Yes, this is the case, I used the default settings of IPSec, I thought this will work. Is it better to use allways Exchange-mode=ike2?
Well, for site to site configurations most likely yes as IKEv2 should be a better choice than IKE(v1); however, at least older client implementations on Windows do not attempt to establish IKEv2 sessions for L2TP transport, and you if you want to use IKEv2, you have to configure the IPsec layer manually which needs more understanding than when you let RouterOS do the job for you.
So I've mentioned IKEv2 only as one of possible explanations why you've encountered a service breakdown without a configuration change, as that very bug was relevant to IKEv2 alone.
Sorry, I see again and found 1 policy for each connected device
Look yet another time - at the central site, there are two dynamically created policies, one per each client (user), exactly as it should be. As the two differ from each other in
sa-dst-address, there is no conflict and your issue doesn't come from such conflict.
Site3 has problem with the ISP device, it cant be set to bridge mode, I am still talking with the ISP trying to get the public IP on the router, anyway, so far, the VPN is still working in both client sites
The fact that an L2TP/IPsec client is behind a NAT only causes trouble if two clients of the same server would be behind the same NAT IP. So it doesn't break anything in your case.

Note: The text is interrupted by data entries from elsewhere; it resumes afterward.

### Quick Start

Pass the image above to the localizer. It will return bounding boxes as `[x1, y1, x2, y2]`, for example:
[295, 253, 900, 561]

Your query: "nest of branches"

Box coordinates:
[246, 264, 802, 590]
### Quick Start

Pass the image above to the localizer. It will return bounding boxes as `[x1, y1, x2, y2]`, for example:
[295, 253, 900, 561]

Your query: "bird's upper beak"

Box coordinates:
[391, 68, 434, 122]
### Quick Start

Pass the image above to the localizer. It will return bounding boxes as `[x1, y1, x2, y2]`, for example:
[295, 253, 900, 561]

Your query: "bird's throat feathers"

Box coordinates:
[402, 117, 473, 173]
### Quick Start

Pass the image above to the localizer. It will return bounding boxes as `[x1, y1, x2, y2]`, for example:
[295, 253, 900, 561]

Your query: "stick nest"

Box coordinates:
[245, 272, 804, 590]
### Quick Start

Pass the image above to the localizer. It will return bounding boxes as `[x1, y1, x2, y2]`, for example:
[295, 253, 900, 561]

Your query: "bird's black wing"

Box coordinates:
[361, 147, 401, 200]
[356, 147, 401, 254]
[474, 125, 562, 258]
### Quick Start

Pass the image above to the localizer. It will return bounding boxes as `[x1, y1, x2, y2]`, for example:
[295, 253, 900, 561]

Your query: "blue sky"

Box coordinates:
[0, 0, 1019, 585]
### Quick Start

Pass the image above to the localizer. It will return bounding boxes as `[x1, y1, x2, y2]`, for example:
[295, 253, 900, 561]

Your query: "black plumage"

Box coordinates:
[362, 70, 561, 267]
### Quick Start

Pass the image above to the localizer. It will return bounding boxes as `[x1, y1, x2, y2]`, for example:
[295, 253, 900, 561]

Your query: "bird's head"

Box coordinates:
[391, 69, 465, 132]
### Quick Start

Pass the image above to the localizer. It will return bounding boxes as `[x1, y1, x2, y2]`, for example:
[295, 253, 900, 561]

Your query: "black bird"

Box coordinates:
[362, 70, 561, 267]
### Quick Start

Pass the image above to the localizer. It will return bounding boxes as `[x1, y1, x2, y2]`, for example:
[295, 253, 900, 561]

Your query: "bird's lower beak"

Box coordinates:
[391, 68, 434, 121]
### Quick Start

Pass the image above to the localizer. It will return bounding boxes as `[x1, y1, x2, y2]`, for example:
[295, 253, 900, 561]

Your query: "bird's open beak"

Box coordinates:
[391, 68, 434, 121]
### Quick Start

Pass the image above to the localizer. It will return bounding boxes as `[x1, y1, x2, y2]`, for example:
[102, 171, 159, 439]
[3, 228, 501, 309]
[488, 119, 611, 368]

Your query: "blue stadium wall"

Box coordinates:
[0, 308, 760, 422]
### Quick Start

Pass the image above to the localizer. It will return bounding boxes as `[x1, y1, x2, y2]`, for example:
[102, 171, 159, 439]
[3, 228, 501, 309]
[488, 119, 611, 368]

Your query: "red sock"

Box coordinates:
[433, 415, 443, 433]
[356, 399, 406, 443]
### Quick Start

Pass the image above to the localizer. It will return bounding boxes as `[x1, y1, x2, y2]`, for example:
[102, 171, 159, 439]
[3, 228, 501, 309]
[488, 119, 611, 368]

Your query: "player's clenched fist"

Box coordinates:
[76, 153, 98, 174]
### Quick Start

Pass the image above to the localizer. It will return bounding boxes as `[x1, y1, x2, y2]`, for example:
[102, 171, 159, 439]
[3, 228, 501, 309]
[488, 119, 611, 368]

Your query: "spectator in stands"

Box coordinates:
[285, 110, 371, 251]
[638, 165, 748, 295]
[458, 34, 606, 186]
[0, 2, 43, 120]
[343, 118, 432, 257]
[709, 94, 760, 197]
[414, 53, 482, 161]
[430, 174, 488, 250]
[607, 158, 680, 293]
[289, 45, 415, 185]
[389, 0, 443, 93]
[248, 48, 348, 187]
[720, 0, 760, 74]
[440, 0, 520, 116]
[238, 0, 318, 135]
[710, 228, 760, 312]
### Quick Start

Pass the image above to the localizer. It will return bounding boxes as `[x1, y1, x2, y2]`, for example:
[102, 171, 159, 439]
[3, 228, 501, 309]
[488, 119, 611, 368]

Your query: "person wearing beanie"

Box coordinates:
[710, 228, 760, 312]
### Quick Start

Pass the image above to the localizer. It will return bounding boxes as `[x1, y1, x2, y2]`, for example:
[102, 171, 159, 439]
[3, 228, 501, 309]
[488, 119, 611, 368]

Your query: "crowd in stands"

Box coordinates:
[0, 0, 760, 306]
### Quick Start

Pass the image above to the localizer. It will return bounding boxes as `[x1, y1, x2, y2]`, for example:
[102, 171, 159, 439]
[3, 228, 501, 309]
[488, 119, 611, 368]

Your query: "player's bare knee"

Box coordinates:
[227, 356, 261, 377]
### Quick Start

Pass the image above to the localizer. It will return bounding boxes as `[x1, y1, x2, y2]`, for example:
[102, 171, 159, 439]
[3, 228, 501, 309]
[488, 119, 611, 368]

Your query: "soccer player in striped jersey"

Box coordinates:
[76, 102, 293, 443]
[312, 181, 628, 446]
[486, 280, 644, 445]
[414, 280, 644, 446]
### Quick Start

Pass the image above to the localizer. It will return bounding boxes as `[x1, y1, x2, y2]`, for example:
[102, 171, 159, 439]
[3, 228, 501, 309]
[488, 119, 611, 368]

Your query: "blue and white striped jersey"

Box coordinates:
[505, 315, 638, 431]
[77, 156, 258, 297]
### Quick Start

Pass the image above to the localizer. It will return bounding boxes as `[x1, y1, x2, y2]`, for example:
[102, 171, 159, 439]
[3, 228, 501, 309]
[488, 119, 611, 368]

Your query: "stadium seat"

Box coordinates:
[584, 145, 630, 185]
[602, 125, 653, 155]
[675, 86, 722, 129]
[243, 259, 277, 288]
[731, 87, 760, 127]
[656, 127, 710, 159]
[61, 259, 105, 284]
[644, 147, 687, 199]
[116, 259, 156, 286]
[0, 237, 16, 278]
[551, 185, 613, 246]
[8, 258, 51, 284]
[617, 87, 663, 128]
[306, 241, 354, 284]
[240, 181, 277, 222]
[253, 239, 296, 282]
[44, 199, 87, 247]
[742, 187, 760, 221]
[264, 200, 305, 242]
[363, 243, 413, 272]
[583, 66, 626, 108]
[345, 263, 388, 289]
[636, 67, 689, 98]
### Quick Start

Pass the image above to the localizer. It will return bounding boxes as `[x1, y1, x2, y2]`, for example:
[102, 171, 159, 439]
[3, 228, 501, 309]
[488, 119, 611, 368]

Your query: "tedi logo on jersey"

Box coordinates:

All in all, I cannot see anything in the configuration what would explain why after a recovery from a disruption on the internet path between the client and the server the connections should not re-establish. It may take some time before the peers notice that they cannot see each other after the disruption (the dynamically created IPsec peer has
dpd-interval=2m and
dpd-maximum-failures=5, so it takes up to 12 minutes before the connection is considered dead at IPsec level, I don't know how many unresponded L2TP keepalive messages are tolerated but these are sent every minute at two different levels).
For the GRE you used before, by default the keepalive messages are sent every 10 seconds and 10 must fail for the tunnel to be considered down.
Unlike Windows and Android, RouterOS doesn't need to be kicked to attempt re-connection if an IPsec or L2TP or GRE connection breaks down - during and after a network failure, it keeps on trying to re-establish the tunnel until you disable/unconfigure the client.
Are you able to replicate the issue somehow? I.e. is there a known sequence of steps you have to take to make it happen again? If so, do the following on both machines:
/system logging add topics=ipsec,!packet
/system logging add topics=l2tp
/global printjob [execute {log print follow-only file=log-from-site-X where topics~"l2tp|ipsec"}]
Then, replicate the issue and let the fate do its job for 35 minutes. If the tunnel does not re-establish even after that time, do what you have to do so that you could access both devices (preferably, nothing) and then issue
/system script job remove $printjob. Then, do whatever is necessary to re-establish the tunnel and download the two log files from the devices, and see what the logs tell you about what has happened. If they tell you nothing, obfuscate the public IPs and possibly the l2tp usernames and publish the logs.